Cluain Mhic Nóis, early spring, 1055AD
Étaín peered into the cauldron, sniffed the savory aroma of lamb stew, thyme and dill, and added a pinch of pepper. Just a few more minutes and the pot would be ready to swivel off the hearth fire. She tucked an escaped strand of gray hair behind her ear and stirred the stew with the long wooden spoon. With a practiced hand, she filled a small bowl with cream to set outside for the Faeries, careful to hide it where no one would notice. Then she turned her attention to the oat flatbread. She grew anxious in case her husband, Airtre, returned home before she completed her tasks.
A drip, drip, drip made her turn just as she placed the bread on the cooking hearth. She scanned the thatch of the large roundhouse, searching for the telltale dark spot which might betray the leak. She finally spied the culprit, directly above the eating area. With a muttered curse, she shoved and wrestled the heavy wooden table under the leak.
After wiping the damp from her brow, she climbed and stretched, standing on tiptoes to reach the soaked thatch. Étaín pushed daub into the thatch, but the patch would never hold. Still, the patch should serve until morning. She’d do a proper repair when the rain slowed.
Slowed, not stopped. The rain never seemed to stop in the spring.
The faint odor of char sent panic through her blood and made Étaín scramble down from the table to rescue the bread. She pulled back the cloth and grimaced. Airtre would not be pleased. Still, he hadn’t yet come home from the abbey. The other night he hadn’t even come home until much later, but he’d offered no explanation. Perhaps she had time to make another loaf. She usually kept more dough resting in the cool room. The new loaf would be tarragon rather than chervil, but Airtre liked both.

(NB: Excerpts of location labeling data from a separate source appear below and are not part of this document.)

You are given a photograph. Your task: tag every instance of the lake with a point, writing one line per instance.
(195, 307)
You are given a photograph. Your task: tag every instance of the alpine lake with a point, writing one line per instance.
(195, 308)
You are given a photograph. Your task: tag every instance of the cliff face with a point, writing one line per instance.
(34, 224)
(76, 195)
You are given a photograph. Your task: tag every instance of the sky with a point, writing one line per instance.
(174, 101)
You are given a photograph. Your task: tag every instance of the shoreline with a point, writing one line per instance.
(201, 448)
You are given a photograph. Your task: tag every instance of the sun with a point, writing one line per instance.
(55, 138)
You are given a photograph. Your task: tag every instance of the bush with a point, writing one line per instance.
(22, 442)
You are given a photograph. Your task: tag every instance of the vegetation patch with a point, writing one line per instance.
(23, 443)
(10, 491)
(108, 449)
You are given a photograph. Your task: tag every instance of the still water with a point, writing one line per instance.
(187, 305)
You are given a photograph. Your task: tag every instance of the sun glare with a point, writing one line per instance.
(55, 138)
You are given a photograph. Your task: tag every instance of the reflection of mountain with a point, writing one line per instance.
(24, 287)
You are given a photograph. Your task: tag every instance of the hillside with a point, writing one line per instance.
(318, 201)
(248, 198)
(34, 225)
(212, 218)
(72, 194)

Étaín dusted her hands on her apron, pulled an oiled hood over her head, and hurried past the herb garden. Several round storage structures ringed the south corner of their courtyard, filled with tools and supplies. She rummaged through her herb supplies and found three turnips to mash as well as her precious salt box. A little sweet cream, butter and sorrel, and those would make a nice dish for the side if the new flatbread didn’t bake in time.
She had just returned to the hearth when she heard the horse outside.
Stones and crows, he’s home early. She scrambled to scrape the burnt bread out of her iron pan, burning her hand on the still-sizzling metal.
Étaín had long since learned not to curse out loud, but a grunt of frustration still escaped her lips, knowing her husband hadn’t come in yet. After closing her eyes tight against the painful burn, she plunged her hand into the cold water bucket by the door.
She concentrated on her heirloom brooch and pulled time back a few moments. While she couldn’t use the magic longer without serious illness, a few moments should be enough. Still, a wave of nausea swept over her as she grabbed a scrap of rag to pull the pan out of the oven and saved her hands this time. A sound at the door made her whirl back to her chores.
When Airtre entered the roundhouse, he shook the rain off his oiled cloak and cursed. “Étaín! Pissmires and spiders, what have you done all day? This place is a mess. Is something burning?”
She turned to him after swallowing her distress, her head bowed. “I apologize, husband. I found a leak…”
He stood with his arms crossed on his stocky chest. “A leak? A leak? I don’t care about a leak! What did you ruin, woman? I swear, for someone reputed to be an excellent cook, you are damned clumsy with food, and wasteful at that.”
She busied herself with cleaning the hearth and putting things right. First, she wrapped the new dough in a burdock leaf and placed the package in the warm coals. Then she shoved the table back into its proper place. She rubbed at the scrapes the legs made on the flagstones, but Airtre was busy changing into a dry léine. Hopefully, he would not notice the damage until they wore away.